The word “flue” is employed in literature both in its literal sense—as a passageway for smoke—and in more playful or metaphorical ways. For instance, Henry Scadding describes a winter fireplace’s flue as a tubular channel bored through a hillside [1], while Edgar Allan Poe uses the term quite literally in depicting the movement of cleaning brushes along every flue in a house [2][3]. In a distinct twist, Thomas Nash jumbles its usage with playful, archaic variations such as “flue on hir” in his ballad [4][5], and Lewis Carroll even fancies the flue as a mischievous, almost personified element in the chaotic world of chimney-pots [6]. James Joyce transforms the term into a musical metaphor as notes “blew through the flue” in Ulysses [7], and Nathaniel Hawthorne uses the imagery of smoke soaring upward through a kitchen chimney’s great black flue to evoke the dissolution of a house into the sky [8]. The word also appears in more technical or domestic contexts—illustrated by its role in discussions of caffeine extraction from roaster-flue gases [9][10], its mention in detailing household features in works like Howards End [11] and How the Other Half Lives [12], as well as in curious explanatory passages by Thomas Twain [13]—and even in poetic lines about ascending tobacco smoke [14] and in evolving editorial treatments [15][16].
  1. The flue of his winter fire-place was a tubular channel, bored up through the clay of the hill-side.
    — from Toronto of Old by Henry Scadding
  2. These brushes were passed up and down every flue in the house.
    — from The Works of Edgar Allan Poe — Volume 1 by Edgar Allan Poe
  3. These brushes were passed up and down every flue in the house.
    — from The Works of Edgar Allan Poe, The Raven Edition by Edgar Allan Poe
  4. And then he flue on hir as he ° were wood, 144
    — from The Choise of Valentines; Or the Merie Ballad of Nash His Dildo by Thomas Nash
  5. 143 he flue , it flewe; hir , her; he , it.
    — from The Choise of Valentines; Or the Merie Ballad of Nash His Dildo by Thomas Nash
  6. When John and Betty arrived at the chimney-pots, the pother was so confusing, that they were undecided which was the rebellious flue!
    — from Alice's Adventures in Wonderland by Lewis Carroll
  7. He blew through the flue two husky fifenotes.
    — from Ulysses by James Joyce
  8. Thus the whole house might be said to have dissolved in smoke and flown up among the clouds through the great black flue of the kitchen chimney.

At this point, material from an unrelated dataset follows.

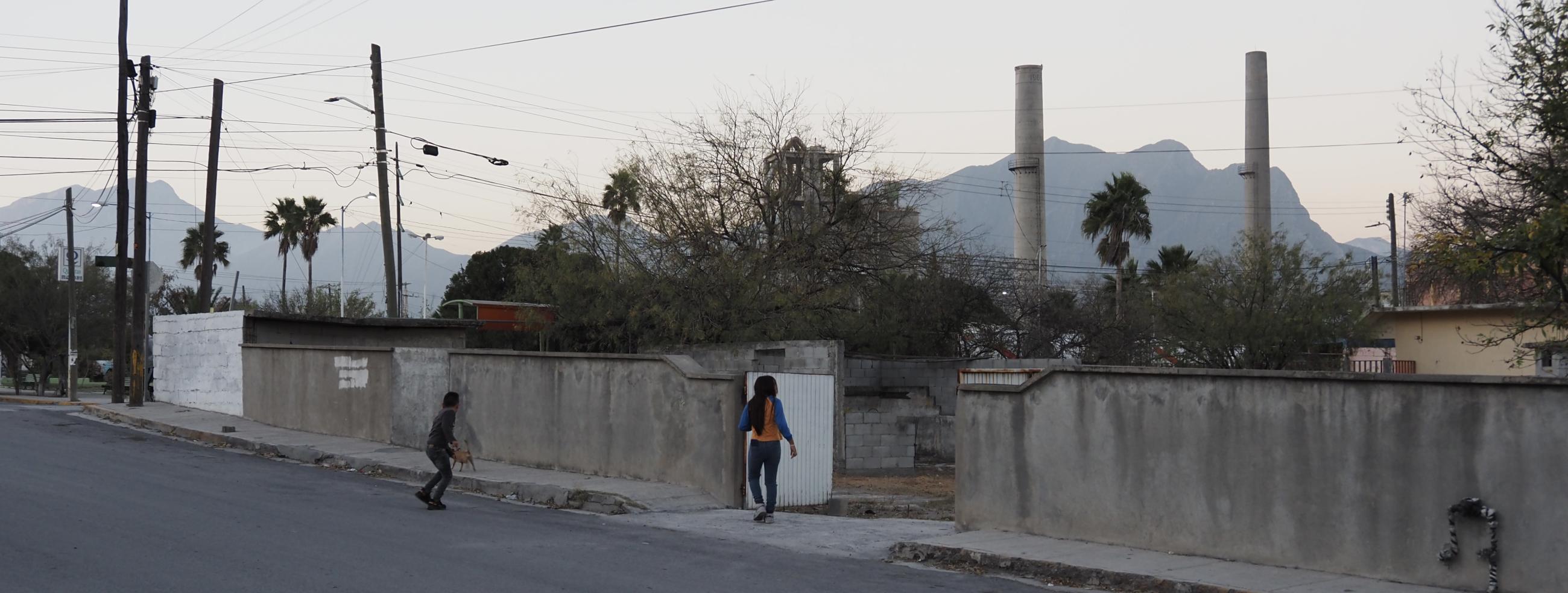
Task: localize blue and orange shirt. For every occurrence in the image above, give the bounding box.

    — from Twice-told tales by Nathaniel Hawthorne
  9. The recovery of caffein from roaster-flue gases may be facilitated and increased by the use of a condenser such as proposed Ewé.
    — from All About Coffee by William H. Ukers
  10. Several manufacturers of pharmaceuticals are now extracting caffein from roaster-flue dust, probably by an adaptation of the Faunce
    — from All About Coffee by William H. Ukers
  11. Dirty finger-prints were on the hall-windows, flue and rubbish on its unwashed boards.

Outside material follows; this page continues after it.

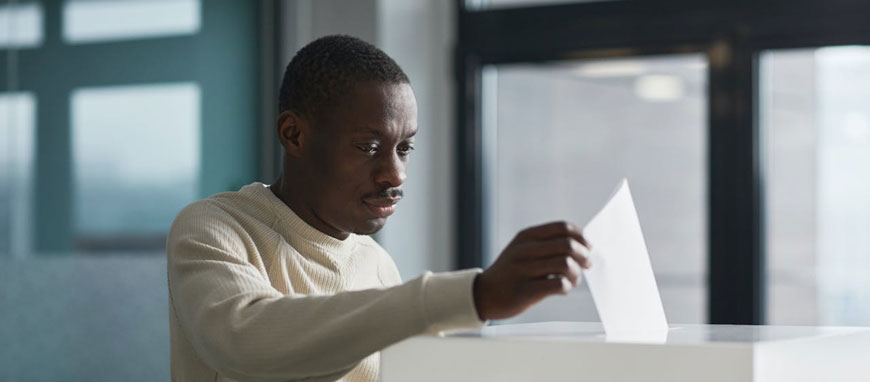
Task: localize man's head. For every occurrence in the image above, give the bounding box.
[278,36,417,238]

    — from Howards End by E. M. Forster
  12. Each tenant has his own scullery and ash-flue.
    — from How the Other Half Lives: Studies Among the Tenements of New York by Jacob A. Riis
  13. It has a straw through it; you pull this out, and it leaves a flue, otherwise there would be no draught, not even as much as there is to a nail.

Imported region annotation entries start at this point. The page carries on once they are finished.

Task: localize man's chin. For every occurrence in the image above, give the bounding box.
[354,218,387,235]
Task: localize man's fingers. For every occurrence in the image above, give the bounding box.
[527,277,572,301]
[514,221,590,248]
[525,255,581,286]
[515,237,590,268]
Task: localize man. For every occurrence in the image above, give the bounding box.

    — from What Is Man? and Other Essays by Mark Twain
  14. But little warmth the fireplace lends, Tobacco smoke the flue ascends, The goblet still is bubbling bright— Outside descend the mists of night.
    — from Eugene Oneguine [Onegin] by Aleksandr Sergeevich Pushkin
  15. In 1802" Page 228, "river-bank, The flue" changed to "river-bank.
    — from Toronto of Old by Henry Scadding
  16. The flue" Page 237, 'recently revolted.' changed to 'recently revolted.